4. Direct Lookahead Approximations (DLAs)

What it is: At each decision point, solve an approximate model of the future to determine what to do now. Only the first decision is executed; then new information arrives and you solve again.

Supply chain example: Rolling horizon planning — every week, you solve a multi-week optimization model, execute only the first week’s decisions, then re-solve next week with updated data. Model Predictive Control (MPC) in process industries works exactly this way.

When it works: When you can build a reasonable model of the near future and solve it fast enough to be practical. DLAs are powerful but computationally expensive — the quality of your lookahead model matters enormously.
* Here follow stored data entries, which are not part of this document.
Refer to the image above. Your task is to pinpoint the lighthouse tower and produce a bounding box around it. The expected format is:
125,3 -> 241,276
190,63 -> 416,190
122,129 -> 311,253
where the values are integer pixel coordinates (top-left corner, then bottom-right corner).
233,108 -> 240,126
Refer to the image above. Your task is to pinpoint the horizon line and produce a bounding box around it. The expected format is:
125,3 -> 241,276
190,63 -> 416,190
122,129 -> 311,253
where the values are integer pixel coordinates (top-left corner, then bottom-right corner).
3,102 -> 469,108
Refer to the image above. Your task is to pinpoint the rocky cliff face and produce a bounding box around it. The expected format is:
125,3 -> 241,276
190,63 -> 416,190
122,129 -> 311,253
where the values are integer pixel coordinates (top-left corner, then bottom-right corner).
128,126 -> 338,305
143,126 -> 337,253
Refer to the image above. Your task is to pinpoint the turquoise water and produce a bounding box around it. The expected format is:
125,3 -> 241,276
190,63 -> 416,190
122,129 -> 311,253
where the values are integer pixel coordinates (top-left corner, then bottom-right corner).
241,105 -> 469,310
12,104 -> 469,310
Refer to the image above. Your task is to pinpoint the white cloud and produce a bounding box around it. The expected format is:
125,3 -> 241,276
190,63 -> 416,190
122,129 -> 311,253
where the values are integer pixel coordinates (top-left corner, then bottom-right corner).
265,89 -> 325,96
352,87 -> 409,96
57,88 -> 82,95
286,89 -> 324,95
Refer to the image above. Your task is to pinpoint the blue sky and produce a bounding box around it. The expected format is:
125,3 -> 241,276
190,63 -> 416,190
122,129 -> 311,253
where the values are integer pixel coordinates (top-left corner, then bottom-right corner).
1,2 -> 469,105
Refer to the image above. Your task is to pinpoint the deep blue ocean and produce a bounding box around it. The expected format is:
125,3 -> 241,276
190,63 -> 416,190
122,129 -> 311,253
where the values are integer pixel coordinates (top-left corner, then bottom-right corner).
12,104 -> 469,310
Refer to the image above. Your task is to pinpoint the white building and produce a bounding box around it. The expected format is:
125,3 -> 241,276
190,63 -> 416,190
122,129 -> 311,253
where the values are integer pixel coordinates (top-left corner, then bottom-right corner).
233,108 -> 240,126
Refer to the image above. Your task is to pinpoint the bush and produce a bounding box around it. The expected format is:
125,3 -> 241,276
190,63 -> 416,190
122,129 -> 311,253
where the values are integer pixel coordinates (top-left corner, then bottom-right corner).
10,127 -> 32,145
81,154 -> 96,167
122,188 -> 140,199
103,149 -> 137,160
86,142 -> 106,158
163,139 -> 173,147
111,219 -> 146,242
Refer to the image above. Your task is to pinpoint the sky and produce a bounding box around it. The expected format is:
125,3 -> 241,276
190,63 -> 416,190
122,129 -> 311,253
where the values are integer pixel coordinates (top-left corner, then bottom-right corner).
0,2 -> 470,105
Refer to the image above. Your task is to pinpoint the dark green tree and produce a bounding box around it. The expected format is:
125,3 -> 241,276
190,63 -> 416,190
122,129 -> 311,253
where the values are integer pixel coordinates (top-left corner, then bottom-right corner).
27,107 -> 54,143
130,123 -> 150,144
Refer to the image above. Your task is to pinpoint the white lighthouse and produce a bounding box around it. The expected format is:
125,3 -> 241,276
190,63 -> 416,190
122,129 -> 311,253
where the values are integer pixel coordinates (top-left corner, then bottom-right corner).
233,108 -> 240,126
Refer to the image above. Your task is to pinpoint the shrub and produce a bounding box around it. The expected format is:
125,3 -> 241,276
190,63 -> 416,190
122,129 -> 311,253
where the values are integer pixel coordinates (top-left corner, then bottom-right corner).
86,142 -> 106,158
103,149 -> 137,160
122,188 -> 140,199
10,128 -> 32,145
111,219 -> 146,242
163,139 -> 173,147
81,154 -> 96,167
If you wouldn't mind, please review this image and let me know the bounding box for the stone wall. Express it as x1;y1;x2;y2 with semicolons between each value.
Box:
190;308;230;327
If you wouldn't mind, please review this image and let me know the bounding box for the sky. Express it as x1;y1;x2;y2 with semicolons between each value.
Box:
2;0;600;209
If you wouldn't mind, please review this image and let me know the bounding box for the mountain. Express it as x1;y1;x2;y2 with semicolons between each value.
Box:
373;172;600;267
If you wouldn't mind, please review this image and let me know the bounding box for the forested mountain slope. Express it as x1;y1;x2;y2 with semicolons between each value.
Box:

There Is No One-Size-Fits-All

This is the critical insight: the right policy class depends on the problem. A simple PFA might crush a complex VFA on a problem with a manageable decision space. A CFA might be the right move when you have an existing optimization pipeline and can’t justify a rewrite. A DLA might be necessary when the future interactions between decisions are too complex for simpler approaches.

The framework gives you a language for design. Instead of jumping straight to a technique (reinforcement learning! linear programming! heuristics!), you first ask:

  • What are my decisions?
  • What information do I have when I make them?
  • What uncertainty am I facing?
  • How do my decisions interact over time?

Then you pick the policy class — or combination of classes — that fits.

Why This Matters

Most organizations are stuck in one of two extremes: either they use rigid deterministic plans (a degenerate DLA with no uncertainty), or they use simple rules of thumb (untuned PFAs). The sequential decision analytics framework reveals the entire design space between these extremes.

Better decisions don’t always require more data or fancier algorithms. Sometimes they require a better framework for thinking about the problem in the first place. That’s what sequential decision analytics provides — and it’s why we consider it essential to everything we do.